---

# AERO 5 - Hands on Machine Learning for cybersecurity (2023/2024)


# 4 – Malware threat detection
---

In this lab session we will discuss how the Machine Learning is used for malware/outlier detection.

“An outlier is an observation in a data set which appears to be inconsistent with the remainder of that set of data.”

Supervised Anomoly Detection : 

    a. Labels available for both normal data and anomalies. 
    b. Similar to rare class mining / imbalanced classification. 
    
Unsupervised Anomoly Detection (Outlier Detection):
    
    c. No labels, training set = normal + abnormal data / Assumption: anomalies are very rare. 
    
Semi-supervised Anomoly Detection (Novelty Detection):
    
    d. Only normal data available to train. 
    e. The algorithm learns on normal data only.
    
The `scikit-learn` documentation is complete and should be consulted whenever necessary. In particular herein you can consult:

https://scikit-learn.org/stable/modules/tree.html

https://scikit-learn.org/stable/modules/generated/sklearn.ensemble.RandomForestClassifier.html

https://scikit-learn.org/stable/modules/generated/sklearn.ensemble.IsolationForest.html

## 1. Classification tree

In this exercise, we will extract malware artifacts in a dataset `MalwareArtifacts.csv` and we will use the `AddressOfEntryPoint` and `DllCharacteristics` fields as potentially distinctive features for detecting the suspect.

1. Start by importing the relevant libraries and the dataset.

In [None]:
# EDIT THIS CELL
# ====================== Your code here =================


# =======================================================

2. Extract artifacts samples fields `AddressOfEntryPoint` as samples and `DllCharacteristics` as targets.

In [None]:
# EDIT THIS CELL
# ====================== Your code here =================


# =======================================================

3. Using the `scikit-learn` package, split samples and targets into training samples, testing_samples, training_targets and testing_targets.

In [None]:
# EDIT THIS CELL
# ====================== Your code here =================


# =======================================================

4. Fit a classification tree on your training dataset.

In [None]:
# EDIT THIS CELL
# ====================== Your code here =================


# =======================================================

5. Use this model to make a prediction now then compute its accuracy score. What do you conclude?

In [None]:
# EDIT THIS CELL
# ====================== Your code here =================


# =======================================================

6. Answer the previous two questions again using a random forest model.

In [None]:
# EDIT THIS CELL
# ====================== Your code here =================


# =======================================================

## 2. Classification tree, random forest and isolation forest

Software to detect network intrusions protects a computer network from unauthorized users, including perhaps insiders. 
The intrusion detector learning task is to build a predictive model (i.e., a classifier) capable of distinguishing between ''bad'' connections, called intrusions or attacks, and ''good'' normal connections.

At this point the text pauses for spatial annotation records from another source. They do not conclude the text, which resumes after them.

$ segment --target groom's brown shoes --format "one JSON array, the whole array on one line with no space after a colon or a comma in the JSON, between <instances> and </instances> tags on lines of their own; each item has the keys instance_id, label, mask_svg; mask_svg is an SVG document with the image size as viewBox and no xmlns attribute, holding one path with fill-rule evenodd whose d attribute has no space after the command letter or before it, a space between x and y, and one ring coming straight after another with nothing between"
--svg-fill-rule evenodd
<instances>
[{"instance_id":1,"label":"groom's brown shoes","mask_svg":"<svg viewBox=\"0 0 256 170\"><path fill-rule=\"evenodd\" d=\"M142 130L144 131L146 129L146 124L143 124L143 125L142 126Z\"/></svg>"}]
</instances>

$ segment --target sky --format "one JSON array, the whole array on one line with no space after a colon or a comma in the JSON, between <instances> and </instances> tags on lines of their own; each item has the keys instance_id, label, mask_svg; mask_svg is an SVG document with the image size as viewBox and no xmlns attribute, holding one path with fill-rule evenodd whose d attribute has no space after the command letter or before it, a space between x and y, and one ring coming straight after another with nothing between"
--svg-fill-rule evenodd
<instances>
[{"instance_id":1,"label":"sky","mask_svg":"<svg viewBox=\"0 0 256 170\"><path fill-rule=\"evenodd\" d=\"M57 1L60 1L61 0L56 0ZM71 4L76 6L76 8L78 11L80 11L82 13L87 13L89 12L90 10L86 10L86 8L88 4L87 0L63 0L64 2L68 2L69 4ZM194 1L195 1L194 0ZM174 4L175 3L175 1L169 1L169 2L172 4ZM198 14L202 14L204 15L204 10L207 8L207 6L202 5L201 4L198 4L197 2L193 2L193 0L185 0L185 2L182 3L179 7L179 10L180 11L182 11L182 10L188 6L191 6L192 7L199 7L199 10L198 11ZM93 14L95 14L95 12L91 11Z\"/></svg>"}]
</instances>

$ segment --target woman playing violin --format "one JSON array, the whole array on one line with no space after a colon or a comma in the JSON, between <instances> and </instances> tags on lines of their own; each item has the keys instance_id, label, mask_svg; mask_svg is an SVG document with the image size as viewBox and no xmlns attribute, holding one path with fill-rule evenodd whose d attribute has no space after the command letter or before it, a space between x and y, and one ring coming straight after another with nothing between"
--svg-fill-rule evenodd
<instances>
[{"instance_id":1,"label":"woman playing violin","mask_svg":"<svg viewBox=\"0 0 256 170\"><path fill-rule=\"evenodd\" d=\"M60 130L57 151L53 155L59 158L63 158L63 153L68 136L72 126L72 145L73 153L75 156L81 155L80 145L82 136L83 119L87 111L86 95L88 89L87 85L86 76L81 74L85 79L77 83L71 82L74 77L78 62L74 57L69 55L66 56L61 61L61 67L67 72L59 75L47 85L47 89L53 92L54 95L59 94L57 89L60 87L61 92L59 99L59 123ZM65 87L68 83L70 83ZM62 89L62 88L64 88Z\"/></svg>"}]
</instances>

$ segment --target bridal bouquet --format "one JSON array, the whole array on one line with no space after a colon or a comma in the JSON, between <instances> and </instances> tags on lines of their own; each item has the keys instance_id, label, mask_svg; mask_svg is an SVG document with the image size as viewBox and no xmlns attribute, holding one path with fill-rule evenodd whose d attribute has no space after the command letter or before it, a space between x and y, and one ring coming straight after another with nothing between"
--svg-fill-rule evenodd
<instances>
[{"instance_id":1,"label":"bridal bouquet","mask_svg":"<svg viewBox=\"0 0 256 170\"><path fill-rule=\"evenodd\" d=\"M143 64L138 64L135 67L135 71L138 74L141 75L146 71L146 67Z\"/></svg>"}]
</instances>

In this exercise, we consider the KDD (Knowledge Discovery Database) that contains a standard set of data to be audited, which includes a wide variety of intrusions simulated in a military network environment.

1. Start by importing the relevant packages for the exercise.

In [None]:
# EDIT THIS CELL
# ====================== Your code here =================


# =======================================================

2. The following code loads the KDD data:

In [None]:
from sklearn.datasets import fetch_kddcup99
dataset = fetch_kddcup99(subset=None, shuffle=True, percent10=True)

From this dataset, build $𝑋$ as the data and $𝑌$ as the target.

In [None]:
# EDIT THIS CELL
# ====================== Your code here =================


# =======================================================

The KDD has several features that we could print using this sentence:

In [None]:
feature_cols = ['duration', 'protocol_type', 'service', 'flag', 'src_bytes', 'dst_bytes', 'land', 'wrong_fragment', 'urgent', 'hot', 'num_failed_logins', 'logged_in', 'num_compromised', 'root_shell', 'su_attempted', 'num_root', 'num_file_creations', 'num_shells', 'num_access_files', 'num_outbound_cmds', 'is_host_login', 'is_guest_login', 'count', 'srv_count', 'serror_rate', 'srv_serrer_rate', 'rerror_rate', 'srv_rerror_rate', 'same_srv_rate', 'diff_srv_rate', 'srv_diff_host_rate', 'dst_host_count', 'dst_host_srv_count', 'dst_host_same_srv_rate', 'dst_host_diff_srv_rate', 'dst_host_same_src_port_rate', 'dst_host_srv_diff_host_rate', 'dst_host_serror_rate', 'dst_host_srv_serror_rate', 'dst_host_rerror_rate', 'dst_host_srv_rerror_rate']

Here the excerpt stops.